Und das besänftigende Lächeln im Gesicht politischer Vertretung schmerzt.
Kein Wunder angesichts internationaler Herausforderungen.
Dabei bleibt wenig Zeit um sich für Grundfragen in Behandlung zu geben, schließlich muss der Mund nun funktionieren.
Trotzdem zerfrisst etwas die Wurzeln – und das schon länger:
Was ist mit den universellen Werten in Zentrum der Gemeinschaft?
Um welche geht es überhaupt?
Diese Fragen werden – besonders außergemeinschaftlich – nicht zum ersten Mal gestellt.
Die aktuell bedeutsamsten Unterwanderer: die putinschen und trumpschen Regime.
Die Gründe schmecken meist machiavellisch-perfide, mal ignorant und selten nach legitimer Kritik.
Aber tragischerweise funktioniert die Unterwanderung auch so.
Und fast noch tragischer ist, dass das Warum zu komplex ist, um leicht kontern zu können.
Dabei ist die Glaubwürdigkeit dieser universellen Werte sowohl inner- wie außereuropäisch von wachsender Wichtigkeit, denn sie sind maßgeblicher Teil des Kernes der sogenannten westlichen Gesellschaft.
Dabei heißt dieses große Wort Werte nichts anderes als den Wert erkennen, für einen selbst und für alle. Klassischer Kategorischer Imperativ.
Denn zentral In einer Gemeinschaft wie der EU ist dabei natürlich Gemeinschaftlichkeit: Gemeinsamkeiten erkennen. Unterschiede anerkennen. Kompromisse erkennen.

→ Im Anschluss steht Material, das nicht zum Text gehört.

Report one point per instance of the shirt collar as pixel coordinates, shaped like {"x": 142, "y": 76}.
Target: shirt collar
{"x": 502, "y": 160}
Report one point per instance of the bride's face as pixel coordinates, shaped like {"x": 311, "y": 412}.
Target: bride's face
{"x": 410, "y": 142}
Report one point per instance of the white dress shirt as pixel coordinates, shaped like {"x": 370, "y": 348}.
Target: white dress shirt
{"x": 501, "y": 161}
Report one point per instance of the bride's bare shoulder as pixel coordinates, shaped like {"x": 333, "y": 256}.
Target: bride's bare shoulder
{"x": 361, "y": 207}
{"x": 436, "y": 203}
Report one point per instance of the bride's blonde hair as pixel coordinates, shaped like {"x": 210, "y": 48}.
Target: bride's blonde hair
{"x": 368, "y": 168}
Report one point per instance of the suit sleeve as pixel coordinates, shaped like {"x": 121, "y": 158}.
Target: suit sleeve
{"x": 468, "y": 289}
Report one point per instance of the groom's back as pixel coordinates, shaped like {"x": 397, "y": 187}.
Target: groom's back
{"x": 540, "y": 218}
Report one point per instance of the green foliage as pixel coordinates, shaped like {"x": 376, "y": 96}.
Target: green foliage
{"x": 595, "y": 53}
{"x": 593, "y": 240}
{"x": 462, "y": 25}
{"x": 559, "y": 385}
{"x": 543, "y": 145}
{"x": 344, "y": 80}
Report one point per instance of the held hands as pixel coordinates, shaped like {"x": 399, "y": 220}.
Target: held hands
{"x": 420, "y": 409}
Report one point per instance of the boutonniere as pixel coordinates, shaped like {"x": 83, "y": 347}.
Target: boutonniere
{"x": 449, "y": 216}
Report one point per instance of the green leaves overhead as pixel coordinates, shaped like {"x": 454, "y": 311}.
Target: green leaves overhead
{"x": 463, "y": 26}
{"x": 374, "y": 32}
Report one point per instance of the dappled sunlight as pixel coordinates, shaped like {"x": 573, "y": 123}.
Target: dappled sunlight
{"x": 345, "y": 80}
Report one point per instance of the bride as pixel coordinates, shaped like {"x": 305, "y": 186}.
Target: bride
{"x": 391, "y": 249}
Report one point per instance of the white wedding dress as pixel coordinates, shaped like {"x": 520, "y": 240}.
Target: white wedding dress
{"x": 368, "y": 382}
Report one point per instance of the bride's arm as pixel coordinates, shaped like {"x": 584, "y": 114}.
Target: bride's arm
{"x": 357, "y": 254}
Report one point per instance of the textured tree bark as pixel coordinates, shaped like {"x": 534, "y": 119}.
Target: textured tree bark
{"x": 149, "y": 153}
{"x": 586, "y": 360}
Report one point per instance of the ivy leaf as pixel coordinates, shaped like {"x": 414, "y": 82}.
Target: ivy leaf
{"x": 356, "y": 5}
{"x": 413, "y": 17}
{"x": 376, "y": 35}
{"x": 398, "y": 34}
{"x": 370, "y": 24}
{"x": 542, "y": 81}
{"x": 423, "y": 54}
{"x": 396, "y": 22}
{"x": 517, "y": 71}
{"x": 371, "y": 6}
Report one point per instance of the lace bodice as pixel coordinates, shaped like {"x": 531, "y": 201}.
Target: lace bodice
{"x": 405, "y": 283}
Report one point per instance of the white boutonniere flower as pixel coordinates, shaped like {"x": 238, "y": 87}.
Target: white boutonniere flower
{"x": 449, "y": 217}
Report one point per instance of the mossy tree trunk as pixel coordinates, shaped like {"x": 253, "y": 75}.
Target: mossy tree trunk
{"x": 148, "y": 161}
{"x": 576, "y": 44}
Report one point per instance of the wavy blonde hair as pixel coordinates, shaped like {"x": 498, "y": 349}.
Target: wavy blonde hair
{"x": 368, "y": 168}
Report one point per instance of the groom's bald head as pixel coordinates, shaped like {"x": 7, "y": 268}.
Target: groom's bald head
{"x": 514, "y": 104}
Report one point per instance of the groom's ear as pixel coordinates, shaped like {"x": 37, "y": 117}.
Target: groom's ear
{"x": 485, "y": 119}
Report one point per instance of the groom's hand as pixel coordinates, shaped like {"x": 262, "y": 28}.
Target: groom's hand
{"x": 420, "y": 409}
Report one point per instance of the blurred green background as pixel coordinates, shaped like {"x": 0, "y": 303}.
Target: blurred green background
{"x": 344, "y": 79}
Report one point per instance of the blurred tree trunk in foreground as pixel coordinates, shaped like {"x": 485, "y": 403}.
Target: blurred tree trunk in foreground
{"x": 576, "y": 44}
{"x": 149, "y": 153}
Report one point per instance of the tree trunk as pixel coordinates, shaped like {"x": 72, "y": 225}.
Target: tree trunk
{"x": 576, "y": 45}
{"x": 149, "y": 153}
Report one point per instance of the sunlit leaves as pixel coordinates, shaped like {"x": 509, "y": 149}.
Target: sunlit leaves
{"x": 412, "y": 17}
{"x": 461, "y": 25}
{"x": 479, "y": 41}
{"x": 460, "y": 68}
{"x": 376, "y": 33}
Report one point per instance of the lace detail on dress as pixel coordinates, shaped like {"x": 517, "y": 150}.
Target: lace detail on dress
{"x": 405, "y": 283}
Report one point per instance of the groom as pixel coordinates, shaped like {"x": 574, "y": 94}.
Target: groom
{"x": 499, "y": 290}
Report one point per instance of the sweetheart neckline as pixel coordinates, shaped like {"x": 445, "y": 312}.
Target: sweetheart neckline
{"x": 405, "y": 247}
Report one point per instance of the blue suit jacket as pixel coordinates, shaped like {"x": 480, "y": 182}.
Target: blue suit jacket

Das ist nicht schwer zu schreiben und meistens nicht schwer zu leben, denn mit den drei Handvoll Nachbarn und Kollegen des Alltags ist’s noch überschaubar – Es klappt schon, solange alle ein bisschen wollen.
Nur wenn es größer wird, wird es herausfordernd. Und wenn im großen Stil aktiv herausgefordert wird, wird es politisch.
Dann muss man glauben; an den Kern des Miteinander: den Vertrauensgrundsatz, dass die anderen auch wohlwollend wollen.
Die ersten die daran glauben müssen, sind die EU-Bürger selbst. Was sie am ehesten dann tun, wenn sie die Vorteile leibhaftig erleben.
Was interessiert schließlich ein glorreiches papierenes Ideal, wenn ich davon nichts mitbekomme.
Wenn aber eine Grenze, die ich vorher kaum wahrgenommen habe, plötzlich nur umständlich oder gar nicht überschreitbar ist – das fällt auf, das stört.
Beispiele wie diese spürbar als Vorteil zu vermarkten, scheint wohl eine Notwendigkeit geworden zu sein, wenn machtgierige Diktatoren außerhalb und Personenkulte innerhalb der EU mit schleichendem Eifer das Fundament abklopfen.
Ein Fundament, dass beim Nachbar beginnt und bei der Idee – dem Wert – von regierenden Gleichen endet. Denn das Lächeln politischer Vertreter ist dann glaubwürdig, wenn sie spürbar für einen selbst stehen. Aber bei einer großen Gemeinschaft kann das rechnerisch nur dann funktionieren, wenn die konkreten Werte auch symbolisch werden. Zwar hat Symbolpolitk zu recht einen Beigeschmack, nur wird man 400 Millionen Bürger nicht stets in Diskussionen über gemeinsame Werte beteiligen können. Besonders nicht im nur zunehmenden öffentlichen Tempo öffentlicher Debatte.
Wenn beispielsweise die Grenzkontrolle für Sicherheit der nationalen Gemeinschaft steht, ist das ein Symbol, das über die Einschränkung hinwegsehen lässt im Stau zu stehen, solange die Vorteile wenigstens abstrakt Eindruck machen. Die gleiche Kontrolle kann dann zeitgleich schwerer für die Einschränkung von Freiheit der europäischen Gemeinschaft stehen. Faktisch kann zwar beides der Fall sein und das Gespräch darüber muss dringend stattfinden – aber das dauert eben.
Vorab ist der europäischen Öffentlichkeit eine Prophylaxe zu verordnen – eine pflegende Maßnahme. Vorbeugend der Gefahr die Alltäglichkeit unserer praktizierten Innergemeinschaftlichkeit zu unterwandern. Und zwecks Orientierung ein ehrliches Inszenieren von ehrlicher Bedeutung. Denn während wir uns über die Details unserer Werte gesund-streiten, haben wir so emotional vor Augen, was sachlich schnell zerredet wird: gelebtes Europa.